Sorry to say you and all on Mayo Clinic is my only support I have and very greatful thank you all Rosemary and Collene are great people and all of you who post and reply thank you with love and prayers to all Deena

I am so sorry, I have missed a lot of posts on this thread due to issues of my own. You have some autoimmune diagnosis, correct? If so, what is it if I may ask, and is it being treated? There is no quick fix for fatigue, but there are some ways to optimize your life.

I am so thankful for you and all of you who share your journey. I have felt so alone, judged by so many, and lost so much of my life due to numerous active EBV diagnosis, complications from my gastric bypass since 2002, more doctors than I ever want to see again, and twice truly wanting to no longer live.
This group is amazing. I can’t say enough how thankful I am.

I think the obvious underlying cause of fatigue is non-restful sleep. I’ve tried just about everything (magnesium, melatonin, various amino-acids, warm milk-which works surprisingly well sometimes) but I resorted to sleep meds. Now I have trouble getting up, but when I do get up, I’m pretty functional. Sometimes just talking myself through fatigue helps. I have a list, and I have to do the list. But when fatigue wants to win, it does. Magnesium is helpful, but it is easy to get too much and then the tummy trouble start again.
Try everything that cannot hurt you. Examine your sleep. Apnea plays a huge role from what I understand. Any drugs you take for a condition will impact your sleep. Make good sleep a priority. Allow yourself to rest, and sometimes the body responses positively.

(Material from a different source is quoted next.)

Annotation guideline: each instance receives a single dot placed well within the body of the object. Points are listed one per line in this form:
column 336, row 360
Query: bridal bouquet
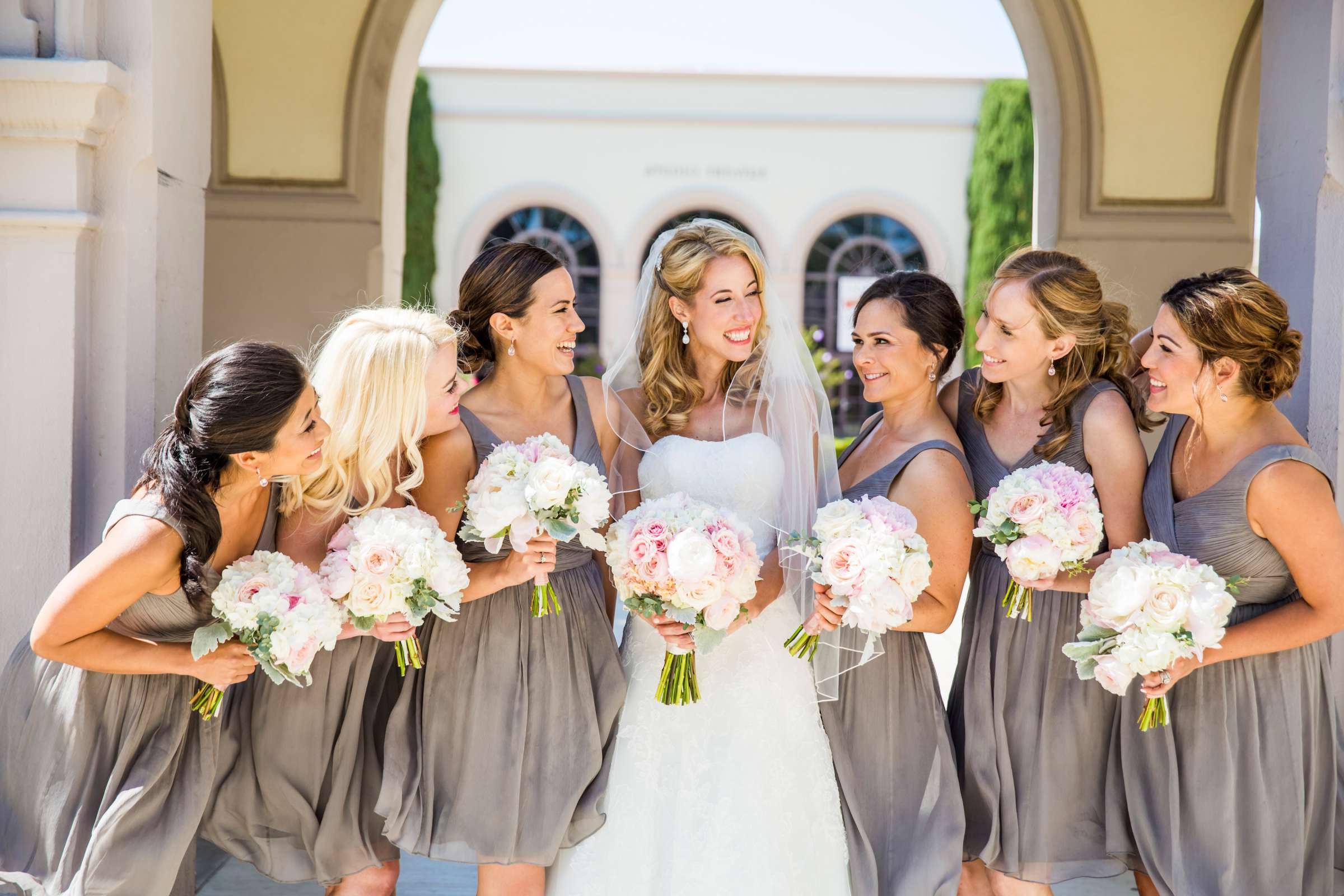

Thank you for all of this great new information. Some of this I have tried or heard about, but you have explained this so that I understand it.
Also, understanding that I am ultimately in charge of my healthcare and know I cannot rely on anyone, including doctors to know what is best for me.
I do very well with a schedule. I have found that as a teacher, it is much better for me to keep my schedule of bedtime, physical activity, and eating habits the same or close, when I can.

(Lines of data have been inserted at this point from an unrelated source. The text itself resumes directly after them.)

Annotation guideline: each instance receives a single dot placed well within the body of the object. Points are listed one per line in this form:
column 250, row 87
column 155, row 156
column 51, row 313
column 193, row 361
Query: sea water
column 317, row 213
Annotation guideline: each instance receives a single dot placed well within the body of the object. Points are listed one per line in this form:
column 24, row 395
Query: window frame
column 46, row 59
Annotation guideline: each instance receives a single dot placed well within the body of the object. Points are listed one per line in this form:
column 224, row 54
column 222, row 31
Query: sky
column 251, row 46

You are doing well.  Nobody can do it like you can.

sorry to reply so late but just saw your post today. i have seen many people with depression and many people and doctors agree that in a huge percentage of people they go together. could this be part of the auto-immune sickness?

Marylou8 here.  I'm prepared to go along with that theory.

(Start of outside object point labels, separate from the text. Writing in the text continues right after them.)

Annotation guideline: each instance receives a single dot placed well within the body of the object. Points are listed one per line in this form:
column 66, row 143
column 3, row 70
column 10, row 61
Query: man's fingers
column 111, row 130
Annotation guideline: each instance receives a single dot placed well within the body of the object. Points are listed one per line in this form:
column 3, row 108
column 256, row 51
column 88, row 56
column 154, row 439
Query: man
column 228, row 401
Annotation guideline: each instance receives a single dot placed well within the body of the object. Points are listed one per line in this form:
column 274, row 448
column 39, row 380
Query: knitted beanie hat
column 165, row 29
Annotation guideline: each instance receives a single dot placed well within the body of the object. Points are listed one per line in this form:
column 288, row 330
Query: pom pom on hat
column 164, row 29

I was able to turn in a written request to Mayo to hopefully get in and see someone, but I was turned down. I worked my first full week teaching last week, and I have been in bed all weekend exhausted. My bruising, lack of appetite, and joint pains have been so much worse. I ended up catching a virus and missing my first day of work. That was such a huge blow for me, I am sitting here this morning, absolutely heartbroken that I have been resting now for four straight days and still feel exhausted and no better than I did Friday when I came home.
My friend says I should have my doctor give Mayo a call, but I don’t believe I can go there. I am just trying to put one foot in front of the other. It seems like each day I have started working full-time, I must drink several energy drinks and take four Rhodiola’s a day to keep going. This helps till I stop them on the weeken and crash.
I have been blessed with such a wonderful group of students and co-workers.
I have noticed a a few new things that haven’t happened before. My left ear has been killing me this weekend, like an earache, but it isn’t one.
My left side itches quite a lot at out of the blue times. My left leg will twitch when I’m resting. Does this make any sense to anyone?